Does Your Life Insurance Policy Have a Surrender Charge?
If you have a whole life policy, the chances are high that your policy is subjected to a surrender charge or fee if one were to decide to end their policy early but still want to receive some cash value that the policy has accrued. While determining if your whole life policy is suitable for your situation is entirely subjective, it is important to remember that surrendering the policy is not as easy as simply discontinuing payments.
Why Your Insurance Provider Charges You
Simply put, your investment in life insurance is also an investment in the individual whom you purchased life insurance from. When individuals purchase a life insurance policy, the company typically pays out an insurance agent in the form of a commission for the policy’s sale. This cost is built into the price of the life insurance contract no matter where or who you purchase the contract from. Now, if you decide that you no longer want the policy, yet still want the cash value accrued while the policy was active, there will be charges regarding the surrendering of the policy to ensure the company will not lose money on the agent’s upfront commission.
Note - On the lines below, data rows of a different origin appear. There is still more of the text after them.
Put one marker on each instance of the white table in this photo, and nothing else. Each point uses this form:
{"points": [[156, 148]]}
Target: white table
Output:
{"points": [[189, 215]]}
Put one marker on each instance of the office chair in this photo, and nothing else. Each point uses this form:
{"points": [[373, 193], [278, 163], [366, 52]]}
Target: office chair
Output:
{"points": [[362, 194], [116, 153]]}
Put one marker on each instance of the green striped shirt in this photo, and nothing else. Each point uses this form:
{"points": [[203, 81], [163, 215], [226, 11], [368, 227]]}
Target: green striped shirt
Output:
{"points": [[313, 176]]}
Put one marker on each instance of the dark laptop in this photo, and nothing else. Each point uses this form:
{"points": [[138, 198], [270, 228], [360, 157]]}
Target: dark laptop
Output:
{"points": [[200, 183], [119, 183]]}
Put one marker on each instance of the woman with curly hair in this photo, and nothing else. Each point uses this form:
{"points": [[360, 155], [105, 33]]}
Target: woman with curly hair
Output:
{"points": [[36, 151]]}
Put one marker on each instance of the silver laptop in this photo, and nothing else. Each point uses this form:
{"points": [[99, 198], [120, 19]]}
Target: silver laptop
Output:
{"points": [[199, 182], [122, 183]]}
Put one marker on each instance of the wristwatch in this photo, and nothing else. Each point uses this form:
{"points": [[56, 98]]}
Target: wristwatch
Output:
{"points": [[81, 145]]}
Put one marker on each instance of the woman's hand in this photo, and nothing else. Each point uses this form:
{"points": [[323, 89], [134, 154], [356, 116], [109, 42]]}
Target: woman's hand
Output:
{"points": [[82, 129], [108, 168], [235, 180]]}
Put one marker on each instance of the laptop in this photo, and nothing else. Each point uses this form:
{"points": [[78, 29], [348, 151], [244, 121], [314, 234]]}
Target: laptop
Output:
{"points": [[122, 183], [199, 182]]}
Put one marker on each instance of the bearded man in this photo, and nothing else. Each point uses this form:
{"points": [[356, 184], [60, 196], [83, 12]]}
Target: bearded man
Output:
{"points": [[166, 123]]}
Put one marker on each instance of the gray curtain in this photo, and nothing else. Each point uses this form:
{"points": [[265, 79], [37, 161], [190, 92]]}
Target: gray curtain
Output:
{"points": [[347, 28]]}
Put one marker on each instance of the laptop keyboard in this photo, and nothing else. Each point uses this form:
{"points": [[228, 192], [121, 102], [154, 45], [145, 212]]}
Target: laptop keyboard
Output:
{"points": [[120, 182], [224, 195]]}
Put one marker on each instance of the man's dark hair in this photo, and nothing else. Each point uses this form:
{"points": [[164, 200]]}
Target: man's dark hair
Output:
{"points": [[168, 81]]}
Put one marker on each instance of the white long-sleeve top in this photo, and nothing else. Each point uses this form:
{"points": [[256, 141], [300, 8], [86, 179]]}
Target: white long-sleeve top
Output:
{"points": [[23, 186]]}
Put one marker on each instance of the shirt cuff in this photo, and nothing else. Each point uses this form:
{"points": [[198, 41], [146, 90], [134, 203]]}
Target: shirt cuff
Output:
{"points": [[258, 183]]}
The Difference Between a Surrender Charge And Surrender Value
The difference between the surrender charge and surrender value is not as clear as one would think. The surrender value is the amount of money one receives after surrendering the policy, which may only be a small amount of the payments on has been making. For this reason, we highly recommend that our guests speak in depth with their trusted financial advisor before terminating a whole life contract. In some cases, for the first few years after the policy has been issued, the surrender charge might be equivalent to the cash value of the policy thus making the surrender value zero.
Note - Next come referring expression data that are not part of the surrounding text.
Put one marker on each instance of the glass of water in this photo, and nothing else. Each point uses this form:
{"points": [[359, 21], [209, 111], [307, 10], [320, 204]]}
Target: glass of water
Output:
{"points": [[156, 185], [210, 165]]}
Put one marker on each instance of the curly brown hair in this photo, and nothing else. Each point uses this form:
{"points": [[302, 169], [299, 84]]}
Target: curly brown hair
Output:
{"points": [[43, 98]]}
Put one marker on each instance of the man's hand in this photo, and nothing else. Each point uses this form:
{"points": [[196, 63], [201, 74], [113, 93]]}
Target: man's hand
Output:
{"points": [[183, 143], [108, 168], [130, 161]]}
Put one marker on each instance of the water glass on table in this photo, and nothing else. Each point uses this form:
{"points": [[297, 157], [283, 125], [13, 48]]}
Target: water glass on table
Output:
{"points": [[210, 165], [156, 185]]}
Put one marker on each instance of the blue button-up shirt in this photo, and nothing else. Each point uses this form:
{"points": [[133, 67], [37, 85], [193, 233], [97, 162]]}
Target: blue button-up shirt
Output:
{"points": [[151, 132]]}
Another way whole life insurance company’s attempt to dissuade guests from getting rid of their policies is by implementing expensive surrender fees to discourage redirecting the money into different investment portfolios. Although there is more of a purpose to surrender fees than simply to discourage guests, according to Zacks Finance, “You can’t surrender a whole life policy and keep the investment account. The two sides of the contract must remain intact, otherwise, the insurance company is acting simply as a financial broker.” Like anything else, insurance companies are in the business of providing insurance, not other additional services, and for this reason, they reserve the right to impose fees on guests who do not hold up their end of the conditions of their contracts.
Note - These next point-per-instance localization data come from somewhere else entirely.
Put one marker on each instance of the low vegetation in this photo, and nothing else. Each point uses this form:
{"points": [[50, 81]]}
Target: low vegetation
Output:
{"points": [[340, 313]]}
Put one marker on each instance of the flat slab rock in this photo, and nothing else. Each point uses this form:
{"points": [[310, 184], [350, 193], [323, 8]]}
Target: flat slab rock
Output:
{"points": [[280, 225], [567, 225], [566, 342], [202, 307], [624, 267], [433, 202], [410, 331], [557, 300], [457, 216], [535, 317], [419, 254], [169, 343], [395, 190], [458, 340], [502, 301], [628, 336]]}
It is important to remember that when investing in life insurance products, that the risk associated with surrender value and fees goes down as time goes by. According to The Balance, “These surrender charges will be reduced over the term of the contract and will usually be eliminated over 10 to 15 years, depending on the product being used.” While you have less of a risk of having surrender charges and fees imposed on your policy with time, other outstanding factors such as loans on the policy, the condition of the stock market, etc. all play a vital role in your investment.
While not every policy necessarily is subjected to surrender fees and surrender values, it is important to speak with an expert regarding your policy and what the future of the policy, whether staying active or discontinuing your policy, will affect your years of investing. There may be ways to make the policy work for your personal financial goals in order to avoid the risks associated with surrender fees and surrender values, which is why it is important to understand the differences and losses associated with each.